Article 4: Medicaid’s Cracked Halo, Forbes, Sally Pipes, May 30, 2017

Clay’s summary: Forbes continues to write articles about Medicaid that no liberal wants to read. Or acknowledge that there is some truth to.

Key Passage from the Article

A recent issue brief from the Kaiser Family Foundation, meanwhile, concludes, “Medicaid is cost-effective.”

But the data tell a different story. Medicaid is a budget-busting program rife with waste, fraud, and abuse that doesn’t even expand access to quality care or improve health outcomes.

For starters, Medicaid’s costs are spinning out of control. In 2015, total Medicaid spending shot up almost 10 percent. Overall national health spending, by contrast, climbed only 5.8 percent. Last year, the Congressional Budget Office had to raise its projections for the 10-year cost of Medicaid by $146 billion, as per-enrollee costs came in far higher than expected.

Medicaid now accounts for 19 percent of states’ general fund spending. It’s their second-biggest budget line item, after education.

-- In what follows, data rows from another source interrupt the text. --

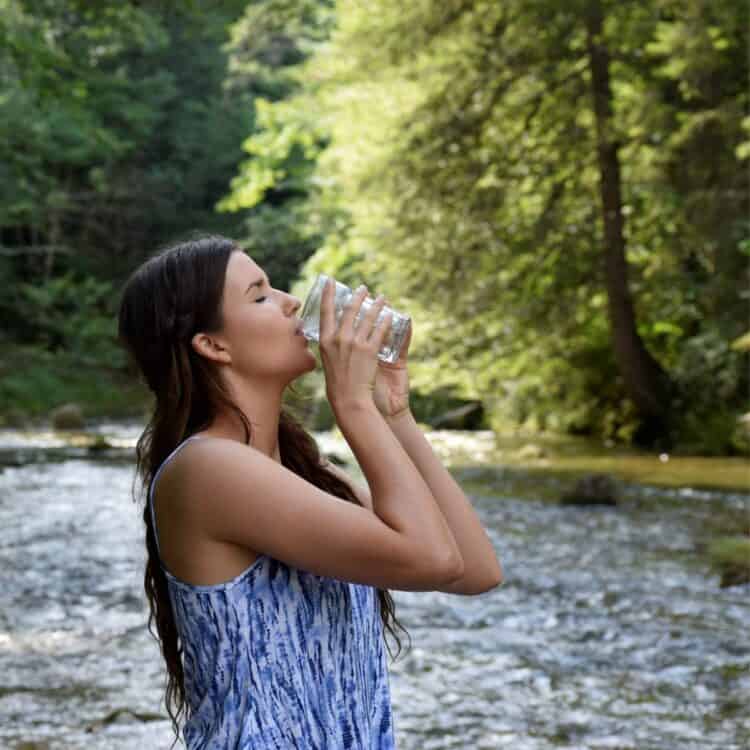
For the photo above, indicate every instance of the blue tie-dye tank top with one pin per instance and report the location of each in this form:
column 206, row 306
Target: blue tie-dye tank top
column 281, row 659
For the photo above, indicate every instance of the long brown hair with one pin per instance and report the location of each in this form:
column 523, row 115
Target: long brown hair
column 170, row 297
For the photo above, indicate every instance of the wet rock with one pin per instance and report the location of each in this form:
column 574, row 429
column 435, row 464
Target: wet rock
column 334, row 458
column 531, row 452
column 68, row 417
column 467, row 417
column 595, row 489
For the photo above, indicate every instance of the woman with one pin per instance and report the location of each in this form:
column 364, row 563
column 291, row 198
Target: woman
column 263, row 559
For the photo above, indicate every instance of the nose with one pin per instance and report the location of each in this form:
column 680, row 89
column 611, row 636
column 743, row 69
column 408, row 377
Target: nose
column 293, row 303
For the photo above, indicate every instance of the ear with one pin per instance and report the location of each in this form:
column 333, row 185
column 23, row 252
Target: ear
column 211, row 347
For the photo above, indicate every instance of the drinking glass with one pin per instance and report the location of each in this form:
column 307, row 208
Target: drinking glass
column 391, row 349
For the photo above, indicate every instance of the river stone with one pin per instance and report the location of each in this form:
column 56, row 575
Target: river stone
column 595, row 489
column 67, row 417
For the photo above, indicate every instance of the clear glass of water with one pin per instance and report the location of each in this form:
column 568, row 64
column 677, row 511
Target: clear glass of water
column 310, row 317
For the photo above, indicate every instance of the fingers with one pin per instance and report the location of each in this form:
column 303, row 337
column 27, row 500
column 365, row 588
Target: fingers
column 351, row 310
column 381, row 332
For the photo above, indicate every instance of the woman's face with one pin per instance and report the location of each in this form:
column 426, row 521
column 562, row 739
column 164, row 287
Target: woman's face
column 260, row 325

States across the country are facing budget crises this year, largely because of ballooning Medicaid costs.

Read it here

 


Article 5: AIS Survey Data Show Significant Growth in Medicaid Managed Care, AIS Health, Lauren Kelly, April 27, 2017

 

Clay’s summary: Medicaid managed care enrollment is up and its not just because of expansion.

Key Passage from the Article

Medicaid expansion is one explanation for increases in a few states, but many Medicaid expansion programs have been in force for several years, so it is not a factor in year-over-year growth for all expansion states. Numbers are up in several non-expansion states, including those without managed care, and slight decreases are seen in both expansion and non-expansion states.